観光の「種」、自転車で発掘 山梨県と峡南5町、モニターツアー実施 周遊コース作成へ

 

 県と峡南5町、NPO法人などでつくる「峡南地域創生連携会議」は、10月と11月に首都圏の参加者に限定した自転車による「峡南地域の魅力発見モニターツアー」を実施する。各30人を県ホームページなどで公募している。参加者の意見や提案を観光資源の掘り起こしなどに生かす。今年度内に観光・宿泊施設に情報提供し、自転車周遊コースの作成に役立ててもらう。 (松田宗弘)

 1泊2日で宿泊費は無料。10月27日に早川、身延、南部町で、11月3日には市川三郷、身延、富士川町で実施する。

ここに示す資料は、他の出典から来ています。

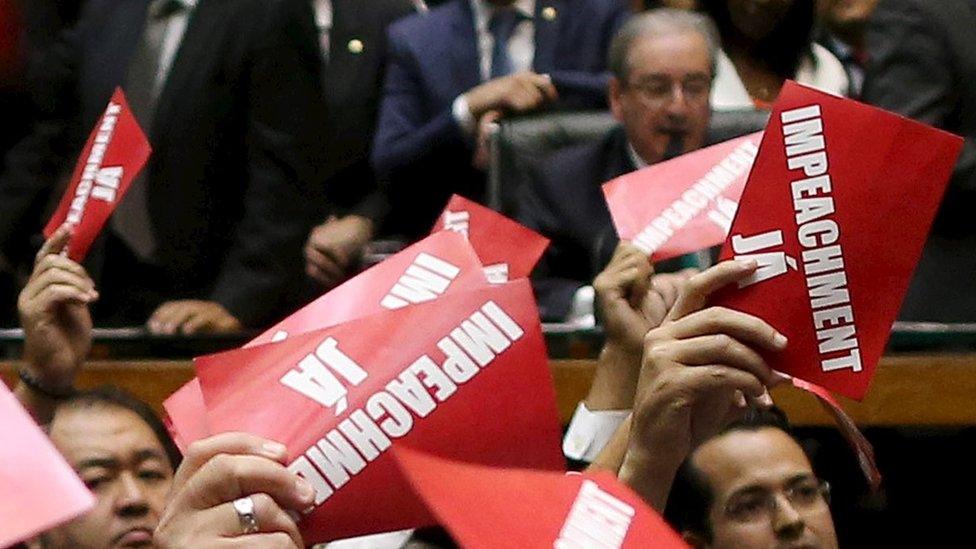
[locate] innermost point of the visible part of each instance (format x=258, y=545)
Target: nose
x=787, y=522
x=677, y=107
x=131, y=500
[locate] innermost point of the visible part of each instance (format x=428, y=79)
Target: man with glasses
x=752, y=486
x=662, y=67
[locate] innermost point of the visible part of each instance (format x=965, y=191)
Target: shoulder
x=423, y=24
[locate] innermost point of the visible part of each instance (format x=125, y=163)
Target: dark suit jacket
x=921, y=65
x=230, y=148
x=565, y=203
x=434, y=59
x=351, y=83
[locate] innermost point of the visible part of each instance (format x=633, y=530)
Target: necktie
x=130, y=220
x=501, y=26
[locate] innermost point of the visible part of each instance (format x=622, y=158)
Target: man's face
x=666, y=94
x=119, y=458
x=765, y=494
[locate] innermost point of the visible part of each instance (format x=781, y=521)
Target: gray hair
x=659, y=22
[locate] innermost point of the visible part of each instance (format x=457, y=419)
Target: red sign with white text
x=836, y=211
x=508, y=250
x=436, y=265
x=488, y=507
x=40, y=490
x=464, y=376
x=115, y=153
x=685, y=204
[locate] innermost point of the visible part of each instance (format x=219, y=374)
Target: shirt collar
x=483, y=10
x=323, y=13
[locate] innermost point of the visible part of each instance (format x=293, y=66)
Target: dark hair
x=691, y=497
x=784, y=47
x=108, y=395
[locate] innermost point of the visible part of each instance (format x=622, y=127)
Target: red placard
x=40, y=489
x=465, y=376
x=507, y=249
x=440, y=263
x=113, y=156
x=488, y=507
x=685, y=204
x=836, y=211
x=434, y=266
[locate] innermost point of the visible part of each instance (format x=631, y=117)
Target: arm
x=700, y=370
x=265, y=257
x=53, y=309
x=631, y=302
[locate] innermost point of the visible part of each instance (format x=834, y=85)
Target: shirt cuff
x=462, y=115
x=589, y=432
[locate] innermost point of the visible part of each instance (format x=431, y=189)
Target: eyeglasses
x=662, y=91
x=753, y=506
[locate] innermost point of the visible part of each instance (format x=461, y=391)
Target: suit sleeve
x=588, y=89
x=32, y=166
x=405, y=133
x=265, y=259
x=910, y=73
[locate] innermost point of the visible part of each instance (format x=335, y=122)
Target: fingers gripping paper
x=488, y=507
x=836, y=211
x=437, y=265
x=465, y=376
x=115, y=152
x=682, y=205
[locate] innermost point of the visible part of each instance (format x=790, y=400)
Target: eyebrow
x=113, y=463
x=756, y=488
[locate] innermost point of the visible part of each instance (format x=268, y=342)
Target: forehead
x=101, y=431
x=767, y=456
x=676, y=53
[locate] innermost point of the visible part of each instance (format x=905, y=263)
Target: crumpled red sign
x=40, y=489
x=115, y=153
x=488, y=507
x=836, y=210
x=507, y=249
x=684, y=204
x=464, y=376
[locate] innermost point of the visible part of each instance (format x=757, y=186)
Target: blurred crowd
x=295, y=140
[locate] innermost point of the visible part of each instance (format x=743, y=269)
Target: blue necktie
x=501, y=26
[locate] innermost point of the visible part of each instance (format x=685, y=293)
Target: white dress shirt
x=521, y=50
x=589, y=432
x=821, y=70
x=323, y=23
x=175, y=29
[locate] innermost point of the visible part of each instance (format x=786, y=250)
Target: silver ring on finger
x=245, y=514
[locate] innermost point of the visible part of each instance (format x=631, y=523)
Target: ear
x=694, y=540
x=615, y=91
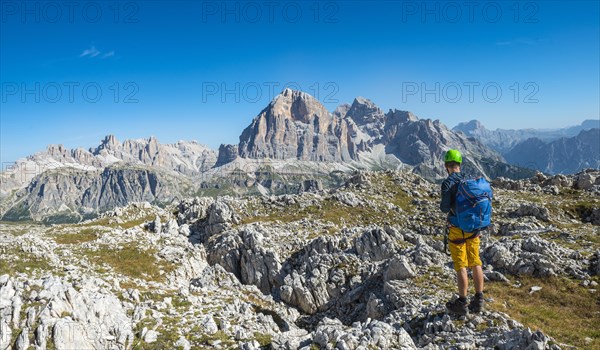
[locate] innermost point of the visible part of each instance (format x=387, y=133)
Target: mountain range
x=555, y=151
x=293, y=144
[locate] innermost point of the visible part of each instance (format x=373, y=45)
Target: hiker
x=464, y=246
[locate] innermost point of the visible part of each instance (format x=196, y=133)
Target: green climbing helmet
x=453, y=156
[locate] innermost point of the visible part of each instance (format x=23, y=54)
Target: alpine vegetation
x=358, y=266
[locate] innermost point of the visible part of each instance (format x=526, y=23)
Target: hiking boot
x=457, y=307
x=476, y=305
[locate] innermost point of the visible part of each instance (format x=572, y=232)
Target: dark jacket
x=449, y=189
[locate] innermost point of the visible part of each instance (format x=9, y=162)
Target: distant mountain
x=61, y=184
x=503, y=140
x=294, y=144
x=296, y=126
x=566, y=155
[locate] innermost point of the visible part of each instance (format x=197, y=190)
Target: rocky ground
x=358, y=267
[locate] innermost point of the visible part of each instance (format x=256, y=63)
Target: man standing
x=464, y=246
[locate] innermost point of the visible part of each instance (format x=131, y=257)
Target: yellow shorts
x=465, y=254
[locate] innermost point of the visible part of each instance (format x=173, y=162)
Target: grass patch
x=85, y=235
x=13, y=261
x=133, y=262
x=563, y=309
x=263, y=339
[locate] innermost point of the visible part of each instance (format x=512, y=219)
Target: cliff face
x=296, y=125
x=69, y=195
x=565, y=155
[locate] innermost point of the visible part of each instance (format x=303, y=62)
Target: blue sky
x=201, y=70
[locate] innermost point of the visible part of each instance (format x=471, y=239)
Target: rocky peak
x=296, y=105
x=56, y=150
x=400, y=117
x=110, y=142
x=364, y=111
x=470, y=126
x=295, y=125
x=227, y=154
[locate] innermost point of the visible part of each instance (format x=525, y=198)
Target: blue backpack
x=474, y=204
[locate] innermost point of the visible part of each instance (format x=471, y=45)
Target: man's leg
x=477, y=302
x=477, y=278
x=459, y=257
x=463, y=282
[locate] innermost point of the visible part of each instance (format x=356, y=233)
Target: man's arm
x=446, y=202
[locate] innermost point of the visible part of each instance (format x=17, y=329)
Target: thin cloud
x=94, y=52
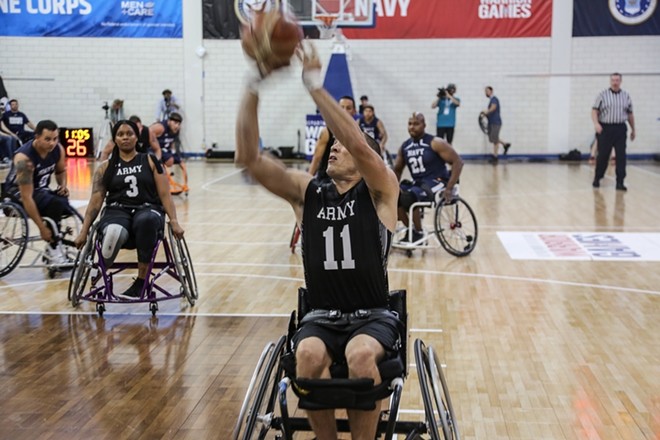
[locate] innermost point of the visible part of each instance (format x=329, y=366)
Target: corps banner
x=401, y=19
x=91, y=18
x=596, y=18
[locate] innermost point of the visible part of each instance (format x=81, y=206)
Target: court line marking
x=206, y=186
x=417, y=271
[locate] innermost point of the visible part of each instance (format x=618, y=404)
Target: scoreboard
x=77, y=142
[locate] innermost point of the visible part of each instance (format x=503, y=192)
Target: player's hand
x=307, y=53
x=80, y=240
x=177, y=230
x=46, y=234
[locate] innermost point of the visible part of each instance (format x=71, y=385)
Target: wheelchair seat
x=275, y=373
x=339, y=391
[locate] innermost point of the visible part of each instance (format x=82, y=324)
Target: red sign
x=418, y=19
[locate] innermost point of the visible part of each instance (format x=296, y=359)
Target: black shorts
x=385, y=330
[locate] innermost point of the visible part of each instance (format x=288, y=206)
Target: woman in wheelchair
x=137, y=196
x=28, y=184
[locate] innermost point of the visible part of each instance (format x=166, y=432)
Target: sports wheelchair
x=454, y=227
x=15, y=239
x=275, y=374
x=92, y=281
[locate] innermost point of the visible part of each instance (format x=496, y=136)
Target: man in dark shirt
x=347, y=224
x=14, y=122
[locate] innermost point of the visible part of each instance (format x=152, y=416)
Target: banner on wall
x=416, y=19
x=91, y=18
x=402, y=19
x=615, y=17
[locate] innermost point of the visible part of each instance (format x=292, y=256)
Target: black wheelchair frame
x=455, y=227
x=92, y=281
x=15, y=238
x=266, y=406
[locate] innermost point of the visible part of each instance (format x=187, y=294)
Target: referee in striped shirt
x=611, y=110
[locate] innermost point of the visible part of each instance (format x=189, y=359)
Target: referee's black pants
x=613, y=135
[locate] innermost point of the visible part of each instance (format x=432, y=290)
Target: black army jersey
x=345, y=248
x=133, y=183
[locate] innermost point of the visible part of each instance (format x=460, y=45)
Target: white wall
x=546, y=85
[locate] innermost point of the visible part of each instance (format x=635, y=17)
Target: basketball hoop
x=327, y=25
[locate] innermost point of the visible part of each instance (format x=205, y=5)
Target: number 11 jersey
x=345, y=248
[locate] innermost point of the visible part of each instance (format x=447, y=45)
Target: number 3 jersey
x=133, y=183
x=423, y=162
x=345, y=248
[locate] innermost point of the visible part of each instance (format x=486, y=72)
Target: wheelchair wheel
x=184, y=267
x=435, y=394
x=13, y=236
x=456, y=227
x=82, y=268
x=259, y=405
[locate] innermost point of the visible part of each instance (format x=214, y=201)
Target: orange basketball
x=271, y=38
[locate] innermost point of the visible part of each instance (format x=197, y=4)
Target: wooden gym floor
x=533, y=349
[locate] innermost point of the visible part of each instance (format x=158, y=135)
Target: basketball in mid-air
x=271, y=38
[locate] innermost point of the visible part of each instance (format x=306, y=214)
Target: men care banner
x=400, y=19
x=596, y=18
x=91, y=18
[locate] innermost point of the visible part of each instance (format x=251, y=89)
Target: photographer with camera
x=446, y=103
x=169, y=104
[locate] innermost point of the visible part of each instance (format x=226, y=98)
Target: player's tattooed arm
x=24, y=171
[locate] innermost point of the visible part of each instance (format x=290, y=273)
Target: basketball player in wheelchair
x=137, y=198
x=353, y=214
x=26, y=193
x=427, y=157
x=167, y=134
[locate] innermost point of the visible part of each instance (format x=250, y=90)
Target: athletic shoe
x=55, y=256
x=134, y=291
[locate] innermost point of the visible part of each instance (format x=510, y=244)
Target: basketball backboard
x=346, y=13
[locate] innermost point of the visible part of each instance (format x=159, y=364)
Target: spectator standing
x=446, y=103
x=494, y=124
x=14, y=122
x=168, y=105
x=610, y=112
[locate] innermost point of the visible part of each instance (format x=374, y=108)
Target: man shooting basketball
x=347, y=225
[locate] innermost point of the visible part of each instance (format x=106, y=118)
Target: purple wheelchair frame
x=102, y=285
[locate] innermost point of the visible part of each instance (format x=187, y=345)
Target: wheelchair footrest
x=317, y=394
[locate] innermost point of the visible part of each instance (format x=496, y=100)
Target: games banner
x=91, y=18
x=599, y=18
x=409, y=19
x=419, y=19
x=585, y=246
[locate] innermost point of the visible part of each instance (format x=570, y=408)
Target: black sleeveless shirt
x=345, y=248
x=133, y=183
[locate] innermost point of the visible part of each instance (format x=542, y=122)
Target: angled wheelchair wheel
x=184, y=267
x=69, y=229
x=13, y=236
x=82, y=268
x=257, y=411
x=456, y=227
x=439, y=412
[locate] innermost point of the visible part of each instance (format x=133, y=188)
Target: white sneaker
x=56, y=256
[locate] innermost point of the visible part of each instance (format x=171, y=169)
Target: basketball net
x=327, y=25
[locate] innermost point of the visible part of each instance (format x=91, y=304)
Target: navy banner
x=593, y=18
x=91, y=18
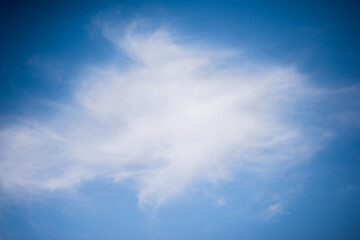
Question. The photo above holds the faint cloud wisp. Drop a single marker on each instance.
(178, 115)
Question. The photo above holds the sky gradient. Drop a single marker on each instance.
(180, 120)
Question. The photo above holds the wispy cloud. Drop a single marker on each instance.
(175, 116)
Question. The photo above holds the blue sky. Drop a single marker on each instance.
(179, 120)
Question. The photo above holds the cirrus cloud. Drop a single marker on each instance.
(176, 116)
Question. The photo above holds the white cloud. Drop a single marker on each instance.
(178, 115)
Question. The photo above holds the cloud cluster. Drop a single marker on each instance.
(174, 117)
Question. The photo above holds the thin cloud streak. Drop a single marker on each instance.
(176, 117)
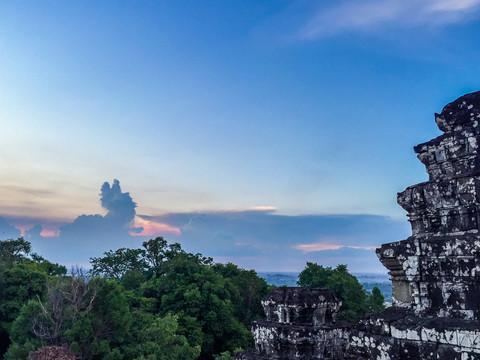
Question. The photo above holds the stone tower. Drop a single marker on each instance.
(436, 272)
(300, 324)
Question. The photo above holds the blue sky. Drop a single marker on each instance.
(276, 111)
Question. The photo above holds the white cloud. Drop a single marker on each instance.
(367, 15)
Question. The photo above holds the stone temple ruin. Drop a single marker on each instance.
(299, 324)
(435, 273)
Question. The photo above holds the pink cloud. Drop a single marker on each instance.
(153, 228)
(308, 248)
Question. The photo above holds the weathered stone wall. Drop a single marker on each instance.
(435, 273)
(300, 324)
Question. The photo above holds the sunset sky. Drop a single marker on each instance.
(266, 133)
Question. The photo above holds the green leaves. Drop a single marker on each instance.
(356, 302)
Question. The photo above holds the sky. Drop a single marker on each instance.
(265, 133)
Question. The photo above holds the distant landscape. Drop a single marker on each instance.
(368, 280)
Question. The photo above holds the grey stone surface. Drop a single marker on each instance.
(435, 273)
(300, 324)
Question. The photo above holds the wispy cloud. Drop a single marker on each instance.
(368, 15)
(308, 248)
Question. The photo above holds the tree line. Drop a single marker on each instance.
(156, 302)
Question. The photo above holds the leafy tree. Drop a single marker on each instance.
(188, 286)
(356, 302)
(252, 289)
(157, 338)
(23, 276)
(114, 264)
(91, 317)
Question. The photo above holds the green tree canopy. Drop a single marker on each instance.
(356, 302)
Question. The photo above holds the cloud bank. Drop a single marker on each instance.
(353, 16)
(257, 238)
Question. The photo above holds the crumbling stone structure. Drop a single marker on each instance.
(435, 273)
(300, 324)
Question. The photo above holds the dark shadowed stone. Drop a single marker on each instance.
(435, 273)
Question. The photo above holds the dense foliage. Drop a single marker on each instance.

 事務局を務める県峡南地域県民センターの望月啓治所長は「観光資源の掘り起こしが目的のモニターツアーは県内でも珍しい。県外の参加者に地域では気づかない観光資源を見つけてもらいたい」と話す。

 望月所長は「車の交通量が少ない。地形は起伏に富み、川、山、畑や水田があり単調でない。富士山が眺望できるコースも作ることができる」と自転車で峡南をめぐる魅力を語る。

 先行する取り組みもある。「道の駅 富士川」(富士川町青柳町)では昨年9月、ロードバイクマップを作成し、レンタルサイクルを始めた。

 志村広文副支配人は「活性化の手段として自転車に目を付けた。マイカーやバイク客向けに自転車を置いて、年間100台の利用を見込んだが、現在、月間40台になっている」と手応えを語る。

 マップは道の駅を中心とした約13キロ。トイレ、レストラン、寺院、公園、棚田などの観光ポイントを示した。志村氏も「モニターツアーを通じ、峡南全体で複数の周遊コースができればいい」と期待をかける。

 2020年東京五輪の自転車ロードレースで今月、道志村、山中湖村の通過が決まり、自転車への注目が高まっている。望月氏は「取り組みが県全体の自転車周遊観光の一助になってほしい。県全体で需要が拡大すれば、峡南への波及効果も期待できる」と話す。